When I got my first divorce, several new friends at IBM told me how courageous I was to walk out of a miserable marriage. I didn't feel I was courageous. I felt the truly hard thing to do would have been to stay with that marriage and somehow make it habitable, make that man start treating me with respect. I didn't want anyone in a shaky marriage to look at me and say, "Jan did it. I can, too.", and therein find the impetus to just give up on the marriage.

I tend to think of myself as plain and ordinary, forgettable, a simple person. Maybe that's an outgrowth of the conservative, Bible-thumping upbringing. Maybe it's an outgrowth of being raised by a mother who grabbed every opportunity to cut me down. At this point in my life, I do know that I'm a really loyal friend, highly honorable, possessor of a strong work ethic, and someone who doesn't give up easily. (I stayed in that marriage ten miserable years before getting up the guts — er, courage? — to leave. I truly tried to make it work, but it takes two . . . .)

So now I have a chance to reinvent myself. I've made some gutsy résumé moves lately — I've applied to positions at Second Life (secondlife.com), Google, and Harpo Productions. There's an IRS position in Cincinnati I'm going to apply to. There are no limits. I know I really want to be nearer the babies, but I also know I'm not ready to retire. If I'm going to start over in another city, I need to be connected in some manner in order to make friends.
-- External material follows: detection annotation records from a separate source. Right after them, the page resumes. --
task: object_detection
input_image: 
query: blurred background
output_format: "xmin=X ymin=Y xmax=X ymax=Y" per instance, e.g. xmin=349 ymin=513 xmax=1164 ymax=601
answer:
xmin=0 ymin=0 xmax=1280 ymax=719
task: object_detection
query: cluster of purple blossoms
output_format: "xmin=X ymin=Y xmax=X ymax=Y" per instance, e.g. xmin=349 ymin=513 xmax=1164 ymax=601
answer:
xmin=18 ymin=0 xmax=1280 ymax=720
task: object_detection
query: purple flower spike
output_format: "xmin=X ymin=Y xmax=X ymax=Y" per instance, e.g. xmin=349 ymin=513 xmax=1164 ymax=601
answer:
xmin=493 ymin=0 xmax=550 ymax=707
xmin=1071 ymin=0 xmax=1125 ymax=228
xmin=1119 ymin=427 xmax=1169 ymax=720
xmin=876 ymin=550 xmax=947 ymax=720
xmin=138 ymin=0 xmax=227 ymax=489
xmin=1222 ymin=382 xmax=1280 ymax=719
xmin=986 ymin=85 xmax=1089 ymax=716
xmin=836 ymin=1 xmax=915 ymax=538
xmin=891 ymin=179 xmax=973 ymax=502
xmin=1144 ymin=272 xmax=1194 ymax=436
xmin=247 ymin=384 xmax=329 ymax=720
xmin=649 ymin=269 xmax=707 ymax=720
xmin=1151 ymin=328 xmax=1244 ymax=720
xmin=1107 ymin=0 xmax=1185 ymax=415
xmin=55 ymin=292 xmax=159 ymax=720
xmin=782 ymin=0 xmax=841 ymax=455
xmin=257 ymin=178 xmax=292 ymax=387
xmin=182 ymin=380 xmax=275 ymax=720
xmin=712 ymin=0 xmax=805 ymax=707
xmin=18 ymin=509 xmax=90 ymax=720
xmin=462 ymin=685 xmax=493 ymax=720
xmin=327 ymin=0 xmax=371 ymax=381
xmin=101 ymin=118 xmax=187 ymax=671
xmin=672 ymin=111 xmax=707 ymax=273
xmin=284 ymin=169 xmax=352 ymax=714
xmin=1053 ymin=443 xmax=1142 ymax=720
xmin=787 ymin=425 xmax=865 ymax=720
Without that social interaction, I will just shrivel up and wilt. So I look at jobs all over the nation, then I look at airline schedules from that city's airport to the Pittsburgh airport.

And suddenly yesterday it dawned on me. What I'm doing is very courageous. I imagine most 56yo single women in my position (decent job, nice house, lots of friends and community connectedness) would just stay where they are and say, "that's life" if their beloved children moved away.

But what is this for me? This is an opportunity for growth, a much-needed chance to stand back and look at myself more realistically, not through the don't-think-too-highly-of-yourself filter of my childhood. Truly, the world is my oyster!